Driving without insurance


Insurance is a contract that remains in force until it expires or is cancelled




As you may, or may not, know I specialise in motoring law and most of my work involves defending people accused of drink driving. With the drink driving often come other road traffic offences such as driving while disqualified and driving without insurance. It’s driving without insurance I want to talk about today because I think far too many police officers, solicitors, barristers and judges miss a key legal point when looking at these cases.

I’ve received prosecution papers today for somebody accused of driving while disqualified and driving without insurance. The no insurance element is claim that the suspect did not tell the insurer about the disqualification. In his statement, the police officers says,

[I] contacted [the insurer] who called me back informing me they would not consider the insurance policy valid as there were no convictions disclosed.”

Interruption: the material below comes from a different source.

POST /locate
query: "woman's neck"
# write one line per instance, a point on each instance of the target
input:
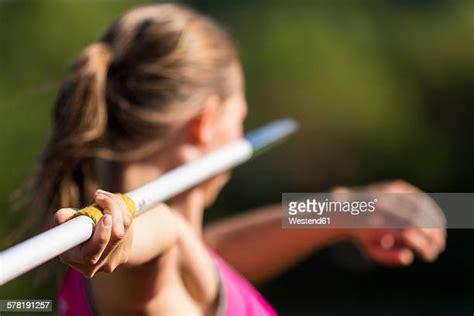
(126, 177)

Looks like an open and shut case, right? But here’s the problem, the police officer has just set out a full defence!

You see, it’s not for an insurer to decide they would not honour a policy of insurance retrospectively, i.e. they can’t say “oh well you’ve had a crash, but today we’ve decided your policy was void”. The reason for that isn’t surprising, Parliament requires insurance to ease the strain on the health and social services when people are killed or seriously injured in crashes. Allowing insurers to avoid liability retrospectively would undermine that aim. Is it unfair on the insurer? Maybe but they knew the law when they entered the market, so they’ve taken a decision to accept the risk.

Because the insurer hasn’t voided the policy and thus avoided liability they must still pay out in the event of a crash and thus the driver is still insured despite having been disqualified from driving and lied by omission to the insurance company. They therefore have a complete defence to the no insurance allegation.

I get it, you don’t believe me so let’s look at some law. Part VI of the Road Traffic Act 1988 sets out the requirements for insurance and section 151(5) tells us that where a court judgment has been obtained the insurer must pay up, “notwithstanding that the insurer may be entitled to avoid or cancel, or may have avoided or cancelled, the policy”. For what its worth, the Act is saying here that the insurer must still pay up if they have subsequently cancelled the policy not if they did so before the incident that led to them/the driver being sued.

The case of Adams v Dunne [1978] R.T.R. 281 involved a defendant who lied to an insurance company by telling them he was not disqualified from driving to obtain insurance. The magistrates held that his policy remained in force because it had not been cancelled at the time he drove, and the charge was dismissed. The case went to the Divisional Court where it was heard by three High Court judges who all agreed with the magistrates. Croom-Johnson, J. said,

“What the facts, as the justices found in the present case, reveal is that here there was an avoidable contract of insurance, and, unless and until the insurance company had taken steps to avoid it, it remained a contract of insurance for the purposes of section 143 of the Road Traffic Act 1972 [now s. 143 of the Road Traffic Act 1988].

So, there you have it, if somebody obtains insurance by fraud or deception or if they fail to notify the insurer of a change in circumstances the insurance policy remains in force and protects the driver from a criminal charge until the policy is cancelled.